By Shailendra Rao, Senior Product Manager, CitiusTech and Kristi Jones, Director of Product Management, CitiusTech
Gone are the days where basic regulatory reporting was enough. Performance management in healthcare is constantly in a state of flux, and in order to meet the true needs of healthcare analytics, executives must be able to leverage data in far more complex ways than before. Business intelligence allows us to understand both the individual and interrelated impacts of risk, quality, cost, and financial performance. This means if an organization’s technology is hard-coding key performance indicators (KPIs) in reports, it faces a long and difficult road ahead.
Data analytics tools must step up to meet the evolving and diverse requirements of the changing industry. Rules must be flexible, modularly built, and able to be cloned for varied organizational needs such as population health, regulatory management, and contractual management. As such, the previous approach of hard-coding rules into reports is not sustainable. Organizations should consider a flexible design approach that adapts with the evolving industry.
The Shift From Regulatory Reporting
Meeting regulatory reporting guidelines is top of mind for today’s healthcare professionals. As the number and complexity of clinical quality measures continues to grow, organizations cannot avoid the fact measures must be maintained year over year. Additionally, the increasing pressure to implement measures even faster can further create challenges for many aspects of an organization.

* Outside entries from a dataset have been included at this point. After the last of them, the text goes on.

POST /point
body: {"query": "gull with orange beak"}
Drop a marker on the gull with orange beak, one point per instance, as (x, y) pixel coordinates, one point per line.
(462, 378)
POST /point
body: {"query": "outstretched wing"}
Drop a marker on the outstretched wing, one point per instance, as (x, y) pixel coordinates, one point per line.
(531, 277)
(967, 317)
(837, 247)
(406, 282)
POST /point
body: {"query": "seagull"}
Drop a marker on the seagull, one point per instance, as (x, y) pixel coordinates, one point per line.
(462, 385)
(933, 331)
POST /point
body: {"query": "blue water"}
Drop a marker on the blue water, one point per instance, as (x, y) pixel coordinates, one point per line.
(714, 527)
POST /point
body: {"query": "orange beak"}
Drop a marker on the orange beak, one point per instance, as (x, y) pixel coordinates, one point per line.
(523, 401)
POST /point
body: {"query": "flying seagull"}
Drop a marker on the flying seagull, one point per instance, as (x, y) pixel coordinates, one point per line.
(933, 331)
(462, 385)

The shift in reporting is routed in the industry’s transition from a fee-for-service (FFS) to a pay-for-performance (P4P) to a value-based care approach. It is producing a new range of people, process, and technology needs which leads many to wonder who, where, and how will the new performance scores under Medicare’s Quality Payment Program (QPP) be managed.
The Shift To Operational Quality Reporting
The focus on operationalizing quality involves a number of management techniques across payments, and as such, will require much greater flexibility than basic regulatory reporting requirements.
In truth, regulatory rules often do not make operational sense. However strides are being made with approaches such as MACRA’s MIPS program to address the various facets of operationalization. This could cover quality outcomes, measures, process improvements, technology, and cost impacts.
For operations to be managed in all the various ways, analytics tools must be able to quickly present data from each perspective. The renewed focus on care management activities, wellness management, patient engagement, etc., supports the shift and the demand to view healthcare data in new ways.
Take for example the different requirements across measure sets for breast cancer screening for women. Physician Quality Reporting System (PQRS) only measures women older than 50 years while Healthcare Effectiveness Data and Information Set (HEDIS) starts at age 52. PQRS requires G-code reporting for this patient population while HEDIS requires Current Procedural Terminology (CPT) and International Statistical Classification of Diseases and Related Health Problems (ICD) codes. In addition, PQRS includes women who had a mammogram to screen for breast cancer within the past 15 months, while HEDIS requires 24 months. With inconsistencies across measures sets, defining a consistent set of parameters falls on the organization. Organizations need one working definition to target these specialized populations for population health programs, while also meeting the multiple regulatory definitions required by the measure sets.
A Look At Contractual Reporting
Now, consider contractual reporting. Contract terms are often modified versions of the HEDIS measure set, however contractual needs differ. Let’s take the example of how results are managed. The department managing a cohort’s actual contractual needs is typically different from the one tracking regulatory requirements. This department must monitor pay-for-performance needs, bundled payment requirements and shared savings thresholds. In addition, they track measures against a sub-population and should reach minimum contract compliance for their reimbursement schedule.
All this equates to a need to view information around measures, cohorts, patients, payers and providers in a dynamic way – and fast. Thus a centralized way to manage clinical data sets, value sets, conditions and rules becomes even more critical. And with the need for speed, it must be done without a critical dependency on clinical and IT experts.
A tool to implement new KPIs and analytics frameworks, such as the rules management module (RMM), removes this dependency, and provides the flexibility and agility organizations need. It enables a standard library of configurable building blocks and allows reuse of rules.
No matter how reporting is approached, organizations will need a broad approach to cut across all measures. Organizations must think differently about measuring regulatory, operational and contractual quality, and execute on all three levels. Now is the time to begin the conversation and determine the action, process, people and tools that will support the inevitable shift.